Ofício do Procurador-Geral da Coroa, José de Cupertino de Aguiar Ottolini, dirigido ao Ministro da Justiça. Remete um ofício do Procurador Régio da Relação do Porto, acompanhado de outros do seu delegado interino na comarca de Moimenta da Beira, participando que, no dia 5 de janeiro, se evadiram da cadeia de Moimenta da Beira os réus que ali se encontravam presos, tendo matado o carcereiro.

"Ao Ministro da Justiça acerca do processo investigatório em que ficou pronunciado o soldado do regimento de infantaria n.º 6, António Carvalho Macedo, por alcunha 'o Melão', e outros paisanos"

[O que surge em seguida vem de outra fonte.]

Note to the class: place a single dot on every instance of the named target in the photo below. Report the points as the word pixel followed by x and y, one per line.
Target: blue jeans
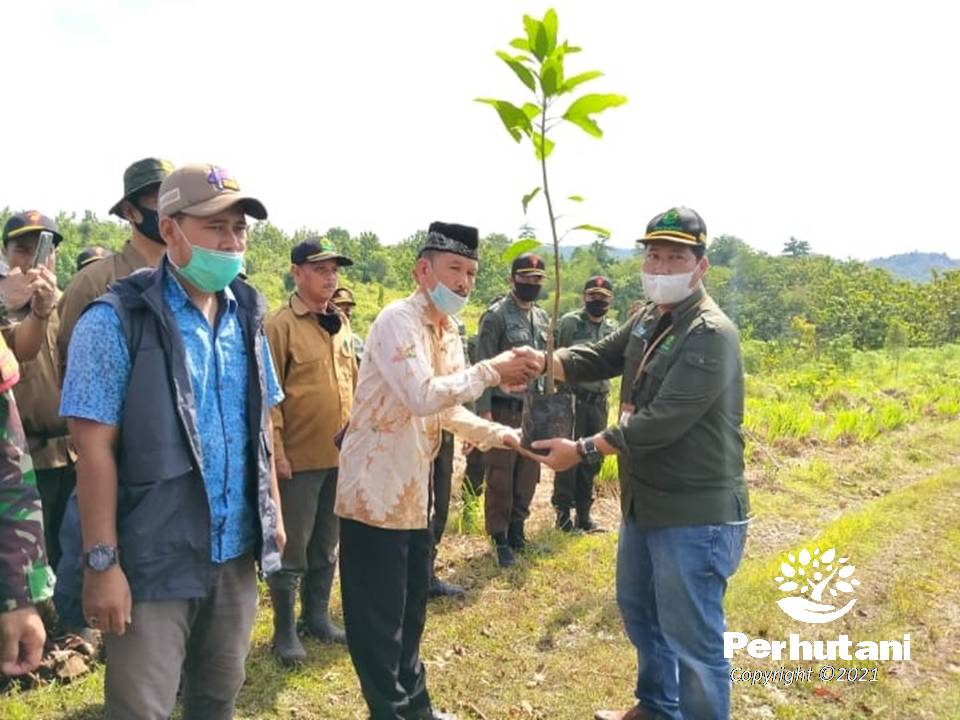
pixel 670 586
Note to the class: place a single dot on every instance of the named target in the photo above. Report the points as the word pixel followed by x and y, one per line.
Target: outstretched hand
pixel 562 453
pixel 513 439
pixel 517 367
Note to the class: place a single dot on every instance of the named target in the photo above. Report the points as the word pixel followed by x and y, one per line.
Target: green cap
pixel 317 249
pixel 142 174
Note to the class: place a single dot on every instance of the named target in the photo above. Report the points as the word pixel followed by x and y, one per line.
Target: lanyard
pixel 653 346
pixel 660 338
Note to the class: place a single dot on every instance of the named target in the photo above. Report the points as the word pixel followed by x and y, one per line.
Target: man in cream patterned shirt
pixel 412 384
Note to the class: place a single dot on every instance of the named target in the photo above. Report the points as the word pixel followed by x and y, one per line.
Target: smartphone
pixel 44 248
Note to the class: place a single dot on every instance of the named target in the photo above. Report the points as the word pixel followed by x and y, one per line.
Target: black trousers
pixel 384 581
pixel 574 487
pixel 442 481
pixel 55 486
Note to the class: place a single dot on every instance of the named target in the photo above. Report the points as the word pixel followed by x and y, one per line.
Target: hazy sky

Ofício do Procurador-Geral da Coroa, José de Cupertino de Aguiar Ottolini, dirigido ao Ministro da Justiça. Remete um ofício do delegado na comarca de Lamego em que presta esclarecimentos sobre as faltas que lhe foram imputadas relativamente ao processo investigatório em que ficou pronunciado o soldado do regimento de infantaria n.º 6, António Carvalho Macedo, por alcunha o "Melão", e outros paisanos.

"Ao Ministro da Justiça acerca do processo contra o réu José Martins Cabra"

Ofício do Procurador-Geral da Coroa, José de Cupertino de Aguiar Ottolini, dirigido ao Ministro da Justiça. Participa que só agora foram designados pelo juiz ordinário de Castro Marim os dias para a inquirição das testemunhas do sumário no processo contra o réu José Martins Cabra, conservando o mesmo juiz concluso o processo para esta designação desde 3 de novembro até 21 de dezembro de 1848. Propõe que o presidente da Relação de Lisboa advirta severamente o juiz ordinário pela escandalosa demora deste processo.

"Ao Ministro da Justiça acerca da acusação proposta contra o ausente José Valada"

Ofício do Procurador-Geral da Coroa, José de Cupertino de Aguiar Ottolini, dirigido ao Ministro da Justiça. Informa que a acusação proposta contra o ausente José Valada tem corrido no juízo ordinário do julgado do Cartaxo, contra o preceito dos artigos 2 e 4 do decreto de 18 de fevereiro de 1847, tendo o Procurador Régio da Relação de Lisboa já ordenado a reforma da acusação no juízo competente. Considera que o delegado na comarca de Santarém também deve ser mandado censurar pela negligência com que deixou prosseguir a acusação em juízo incompetente contra a expressa disposição da lei.

"Ao Ministro da Justiça acerca do homicídio do juiz de direito da comarca de Vila Pouca de Aguiar, João Lopes de Calheiros Jácome de Meneses"

Ofício do Procurador-Geral da Coroa, José de Cupertino de Aguiar Ottolini, dirigido ao Ministro da Justiça. Informa que no sumário da querela prestada pelo homicídio do juiz de direito da comarca de Vila Pouca de Aguiar, João Lopes de Calheiros Jácome de Meneses, ainda falta inquirir uma testemunha, que ainda não foi possível chamar a juízo, "por andar escondida temendo a vingança das pessoas que ofendera quando formou parte de uma guerrilha ao serviço da Junta do Porto na última guerra civil" e que no sumário já está lançada a pronúncia que declara não indicar pessoa alguma.